SALES NOT REALLY PICKING UP
SHABBIR H. KAZMI
Nov 15 - 21, 2010
Having touched record high level in 2008, automobile sales have not attained the same level in last two years. In fact, a strange phenomenon has been observed; sales of higher engine capacity cars have been robust, whereas sales of low engine capacity cars have remained subdued. When one tries to find out the reason, the finding is simple rich is becoming richer - high engine capacity cars are sold on cash and premium is also high due to slightly longer delivery period.
The reasons for robust sales of 1,300cc and above engine capacity cars are 1) certain segments of rural population enjoying very high come and 2) purchase of cars for the government officials, minister, advisors, and elected representatives. The buyers make cash payment. These buyers are least deterred by rising prices of car. In fact, this class of customers also suffers from the obsession of changing car model almost every year.
Rising prices of automobiles is often attributed to 1) Yen getting stronger and 2) rising steel prices. However, analysts often ignore one of the prime reasons of low capacity utilisation. According to industry experts, at present assembly units are working below 50 percent capacity utilisation. The prevailing situation has affected the local manufacturers of parts and accessories the most. Hundred of units have been closed and thousands of employees rendered jobless.
Some of the experts believe that local assemblers are minting money and suggest opening up of import of used cars an easy remedy. However, they seem to be looking on one side of the coin. They completely ignore other factors like 1) adverse impact on local automobile industry and 2) rise in import bill of completely built units (CBUs) as well as spare parts. Local industry is already working on low capacity utilisation and allowing import of secondhand vehicles would further reduce their sales. Secondhand vehicles imported during the regime of Shaukat Aziz, on the insistence of groups having vested interest, are still parked in open and rusting but huge foreign exchange wasted on the import of these vehicles.
According to a report by BMA Capital, the dynamics of auto industry in Pakistan currently portray a very different picture when compared to FY10. The key factors responsible for this change include Rupee depreciation of eight percent during the current financial year thereby increasing cost of production while floods in the country affecting the demand for automobiles at the same time.
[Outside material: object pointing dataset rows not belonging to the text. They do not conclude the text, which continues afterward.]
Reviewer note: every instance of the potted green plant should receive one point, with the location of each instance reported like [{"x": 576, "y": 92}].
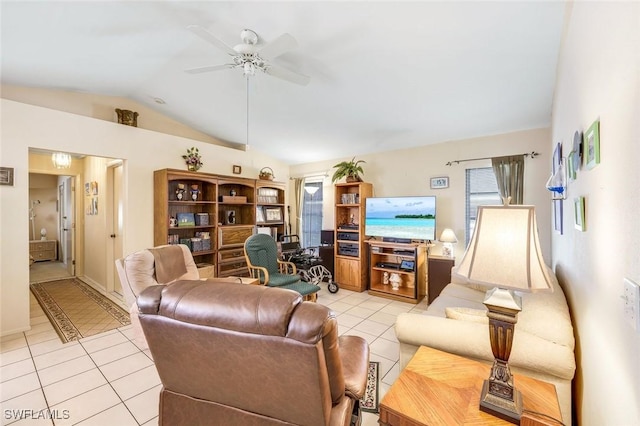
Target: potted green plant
[{"x": 349, "y": 169}]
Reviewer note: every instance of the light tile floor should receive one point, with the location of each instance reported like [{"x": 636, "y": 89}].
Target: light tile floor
[{"x": 107, "y": 380}]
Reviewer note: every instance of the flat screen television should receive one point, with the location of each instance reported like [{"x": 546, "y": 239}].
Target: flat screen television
[{"x": 401, "y": 219}]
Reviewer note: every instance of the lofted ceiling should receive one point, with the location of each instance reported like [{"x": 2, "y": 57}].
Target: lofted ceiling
[{"x": 383, "y": 75}]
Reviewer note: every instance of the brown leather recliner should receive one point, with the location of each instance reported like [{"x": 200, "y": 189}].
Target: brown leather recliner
[{"x": 235, "y": 354}]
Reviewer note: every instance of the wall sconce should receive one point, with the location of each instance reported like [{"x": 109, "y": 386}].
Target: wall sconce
[
  {"x": 61, "y": 160},
  {"x": 557, "y": 183}
]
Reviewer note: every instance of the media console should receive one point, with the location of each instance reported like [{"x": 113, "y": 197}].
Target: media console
[{"x": 407, "y": 260}]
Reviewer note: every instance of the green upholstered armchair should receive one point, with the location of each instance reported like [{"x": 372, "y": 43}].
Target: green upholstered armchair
[{"x": 261, "y": 252}]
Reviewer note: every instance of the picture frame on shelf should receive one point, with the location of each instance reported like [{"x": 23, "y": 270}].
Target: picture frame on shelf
[
  {"x": 578, "y": 211},
  {"x": 557, "y": 204},
  {"x": 592, "y": 145},
  {"x": 259, "y": 215},
  {"x": 6, "y": 176},
  {"x": 439, "y": 182},
  {"x": 273, "y": 214}
]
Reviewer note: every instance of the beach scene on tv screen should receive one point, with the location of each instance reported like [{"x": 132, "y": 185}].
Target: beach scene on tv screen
[{"x": 401, "y": 217}]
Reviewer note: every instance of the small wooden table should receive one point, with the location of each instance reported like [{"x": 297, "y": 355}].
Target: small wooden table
[{"x": 438, "y": 388}]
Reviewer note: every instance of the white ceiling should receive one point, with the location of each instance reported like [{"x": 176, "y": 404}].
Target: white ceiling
[{"x": 384, "y": 75}]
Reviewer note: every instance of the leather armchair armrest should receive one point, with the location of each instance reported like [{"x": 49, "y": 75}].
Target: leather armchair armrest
[
  {"x": 260, "y": 273},
  {"x": 354, "y": 354},
  {"x": 149, "y": 300}
]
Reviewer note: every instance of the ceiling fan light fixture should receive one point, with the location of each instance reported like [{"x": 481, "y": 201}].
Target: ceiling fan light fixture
[{"x": 249, "y": 69}]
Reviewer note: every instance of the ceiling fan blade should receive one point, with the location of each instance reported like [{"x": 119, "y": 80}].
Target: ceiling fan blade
[
  {"x": 209, "y": 68},
  {"x": 288, "y": 75},
  {"x": 206, "y": 35},
  {"x": 280, "y": 45}
]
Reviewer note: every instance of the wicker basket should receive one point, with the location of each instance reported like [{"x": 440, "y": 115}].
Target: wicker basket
[{"x": 266, "y": 173}]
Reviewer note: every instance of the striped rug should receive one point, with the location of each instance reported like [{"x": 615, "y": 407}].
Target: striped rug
[
  {"x": 369, "y": 401},
  {"x": 76, "y": 310}
]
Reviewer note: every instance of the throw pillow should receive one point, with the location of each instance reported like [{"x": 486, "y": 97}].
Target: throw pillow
[{"x": 467, "y": 314}]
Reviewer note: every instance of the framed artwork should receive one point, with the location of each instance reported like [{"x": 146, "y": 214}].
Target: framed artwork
[
  {"x": 6, "y": 176},
  {"x": 259, "y": 215},
  {"x": 273, "y": 214},
  {"x": 440, "y": 182},
  {"x": 557, "y": 204},
  {"x": 592, "y": 145},
  {"x": 578, "y": 211}
]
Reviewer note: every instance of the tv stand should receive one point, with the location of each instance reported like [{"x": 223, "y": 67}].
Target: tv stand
[{"x": 384, "y": 255}]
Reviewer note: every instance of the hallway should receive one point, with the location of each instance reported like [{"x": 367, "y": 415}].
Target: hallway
[{"x": 49, "y": 270}]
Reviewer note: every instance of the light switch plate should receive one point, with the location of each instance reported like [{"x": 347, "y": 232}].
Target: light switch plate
[{"x": 631, "y": 299}]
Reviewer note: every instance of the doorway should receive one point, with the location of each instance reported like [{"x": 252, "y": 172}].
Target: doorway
[
  {"x": 51, "y": 243},
  {"x": 115, "y": 220}
]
Going forward, analysts expect FY11 to post a 20 percent YoY decline in automobile sales due to 1) lower agricultural incomes and depressed demand from the flood-affected regions, 2) higher interest rates and 3) poor law and order situation in the country.
Exchange rate movements in US Dollar and Japanese Yen directly affect costs and margins of auto assemblers. Rapid depreciation of the currency has therefore forced the auto assemblers to increase prices of their products repeatedly during the year while further weakening of the currency cannot be ruled out. However, if the cycle of currency weakening and price increases continue going forward the domestic demand is likely suffer even more.
Additionally, commodity prices in the international markets are spiraling upwards including Arab Light which touched a high of US$86/barrel on November 05, 2010. Similarly, in the domestic market diesel and petrol prices have increased by 8.8 percent and 7.4 percent during current financial year respectively. Analysts forecast the trend in petrol prices to continue thereby adversely affecting demand for automobiles in the country.
These factors compel the analysts to revise valuations for leading scrips of automobile industry. Industry sales dropped by 21 percent QoQ to 33,496 units in 1QFY11 compared to 42,389 units in 4QFY10 with Indus Motors and Pak Suzuki sales dropping by 26 percent and 18 percent QoQ respectively. A decline in unit sales combined with an increase in costs led to a drop in margins during 1QFY11. Indus showed a drop in the company's gross margin to 6.7 percent from 8.5 percent in 1QFY10 and 4QFY10 while Pak Suzuki also posted a lower margin of 2.9 percent during the outgoing quarter compared to 4.7 percent recorded in the preceding quarter.
Analysts forecast Indus to post a profit after tax of Rs2,557 million (EPS: Rs32.5) for FY11, down from previous estimate of Rs2,873 million (EPS: Rs36.5). Pak Suzuki is expected to post net profit of Rs487 million (EPS: Rs5.91) for CY10. The company has so far fared well on CY basis with its unit sales up 63 percent YoY during 9MCY10 while 4Q is likely to book gain of Rs26 million (EPS: Rs0.31) on account of reversal in turnover tax to 0.5 percent. However, CY11 would be challenging.
Auto sales are likely to remain subdued in the near future. Import of secondhand cars could further mar the outlook. The measures having the potential to enhance sales are 1) reduction in interest rate charged on auto finance and 2) willingness of the financial institutions to extend auto financing. It would also be in the interest of the assemblers to abstain from frequent hike in prices. The government of Pakistan should also make it mandatory for the local assemblers to export five percent of the total production at least.